Parallel dazu entsteht sogenannte diskrete oder charakteristische Röntgenstrahlung: Die in der Röhre beschleunigten Elektronen schlagen Elektronen aus den inneren Schalen der Atome des Anodenmaterials heraus. Es entstehen Lücken, die von Elektronen aus weiter außenliegenden Schalen geschlossen werden. Die bei diesem Elektronenübergang freiwerdende Energie liegt typischerweise im Röntgenbereich. In der Natur entsteht die hochenergetische Strahlung zum Beispiel in Gewitterblitzen oder weit von der Erde entfernt im All.
Die Dichte ist entscheidend
Röntgenstrahlung ist für das menschliche Auge unsichtbar, kann aber bestimmte Stoffe zum Fluoreszieren anregen. Dies passiert mitunter auch im sichtbaren Wellenlängenbereich – das erklärt, warum Wilhelm Conrad Röntgen den Strahlen durch Leuchterscheinungen auf die Spur kommen konnte.
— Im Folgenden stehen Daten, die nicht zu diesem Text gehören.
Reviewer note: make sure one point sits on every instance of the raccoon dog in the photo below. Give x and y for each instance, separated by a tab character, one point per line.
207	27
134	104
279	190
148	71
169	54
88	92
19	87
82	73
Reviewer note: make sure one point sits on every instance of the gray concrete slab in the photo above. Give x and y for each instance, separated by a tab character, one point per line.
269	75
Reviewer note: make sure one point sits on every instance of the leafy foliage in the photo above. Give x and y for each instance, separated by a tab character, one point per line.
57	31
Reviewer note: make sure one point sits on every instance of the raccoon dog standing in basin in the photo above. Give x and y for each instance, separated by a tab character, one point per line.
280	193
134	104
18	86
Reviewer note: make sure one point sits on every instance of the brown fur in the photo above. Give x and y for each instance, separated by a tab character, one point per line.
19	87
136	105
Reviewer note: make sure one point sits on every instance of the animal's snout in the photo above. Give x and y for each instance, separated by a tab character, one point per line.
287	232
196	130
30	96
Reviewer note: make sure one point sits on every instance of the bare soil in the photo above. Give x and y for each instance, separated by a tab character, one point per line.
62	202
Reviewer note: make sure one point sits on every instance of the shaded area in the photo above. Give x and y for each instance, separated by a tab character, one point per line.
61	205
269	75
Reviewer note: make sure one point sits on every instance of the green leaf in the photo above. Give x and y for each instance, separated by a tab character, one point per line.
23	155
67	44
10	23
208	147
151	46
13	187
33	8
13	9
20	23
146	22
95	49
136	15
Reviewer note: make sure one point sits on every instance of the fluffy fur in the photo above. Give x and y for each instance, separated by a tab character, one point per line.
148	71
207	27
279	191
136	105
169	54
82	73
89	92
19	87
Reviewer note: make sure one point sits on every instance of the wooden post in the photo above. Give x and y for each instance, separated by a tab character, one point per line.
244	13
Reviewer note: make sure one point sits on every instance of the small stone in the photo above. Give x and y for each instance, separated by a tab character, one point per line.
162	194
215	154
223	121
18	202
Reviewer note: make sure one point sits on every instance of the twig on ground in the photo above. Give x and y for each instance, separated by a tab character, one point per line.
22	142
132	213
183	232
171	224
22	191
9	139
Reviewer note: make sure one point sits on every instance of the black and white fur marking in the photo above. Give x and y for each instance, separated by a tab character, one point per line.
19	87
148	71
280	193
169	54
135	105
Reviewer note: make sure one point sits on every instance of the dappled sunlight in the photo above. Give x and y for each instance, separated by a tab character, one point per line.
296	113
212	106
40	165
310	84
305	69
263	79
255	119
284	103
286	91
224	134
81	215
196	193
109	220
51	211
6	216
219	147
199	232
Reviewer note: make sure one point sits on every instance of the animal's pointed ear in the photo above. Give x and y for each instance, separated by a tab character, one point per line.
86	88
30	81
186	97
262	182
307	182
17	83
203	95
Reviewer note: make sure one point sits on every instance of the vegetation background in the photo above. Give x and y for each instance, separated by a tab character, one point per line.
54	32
Röntgenstrahlen durchdringen viele – auch nicht durchsichtige – Materialien, ohne absorbiert oder abgelenkt zu werden. Sehr dichte Stoffe lassen einen Teil der Strahlung jedoch nicht hindurch. Dies ist auch der Grund, warum menschliches Gewebe auf Röntgenbildern in Abstufungen von weiß bis schwarz erscheint.
Knochen sind beispielsweise dichter als Muskeln und absorbieren einen großen Teil der Strahlung. Als Folge kommt weniger davon auf der Fotoplatte an und kann diese schwärzen, der entsprechende Bereich bleibt heller. Hohlräume und wasserreiche Gewebeteile lassen im Gegensatz dazu viel Röntgenstrahlung hindurch. Dort färbt die Strahlung das Bild dunkel.
Schädliche Belastung
Allerdings wandern Röntgenstrahlen nicht immer folgenlos durch Materie wie den menschlichen Körper hindurch: Sie können unter anderem Zellen schädigen. Zu Röntgens Zeiten waren die potenziellen Nebenwirkungen der durchdringenden Strahlung noch unbekannt. Völlig ohne Bedenken wurden damals etwa Kinderfüße in Schuhgeschäften durchleuchtet, um den richtigen Sitz der Treter zu kontrollieren. Und sogar auf Jahrmärkten war das Röntgen eine beliebte Attraktion zur Belustigung der Leute.
Tatsächlich gab es erst 20 Jahre nach Röntgens Veröffentlichung die ersten Strahlenschutz-Richtlinien. Dabei häuften sich schon kurz nach der Entdeckung Hinweise auf mögliche Risiken. So kam es insbesondere bei Wissenschaftlern zu Hautverbrennungen, Haarausfall oder Augenproblemen. „Man sprach lapidar vom Röntgen-Sonnenbrand“, erklärte Gerrit Kemerink vom Universitätsklinikum Maastricht vor einigen Jahren auf Welt.de.
Der Radiologe hatte für eine Studie einen der ersten Röntgenapparate aus dem Jahr 1896 wieder in Betrieb genommen und festgestellt: Für die Aufnahme einer Hand betrug die Strahlendosis damals 74 Millisievert (mSv) – heute sind nur noch 0,05 mSv nötig. Je nach Körperteil und Art der Aufnahme ist die Belastung beim Röntgen inzwischen im Schnitt 1.000 bis 10.000 Mal geringer als zu Röntgens Zeiten.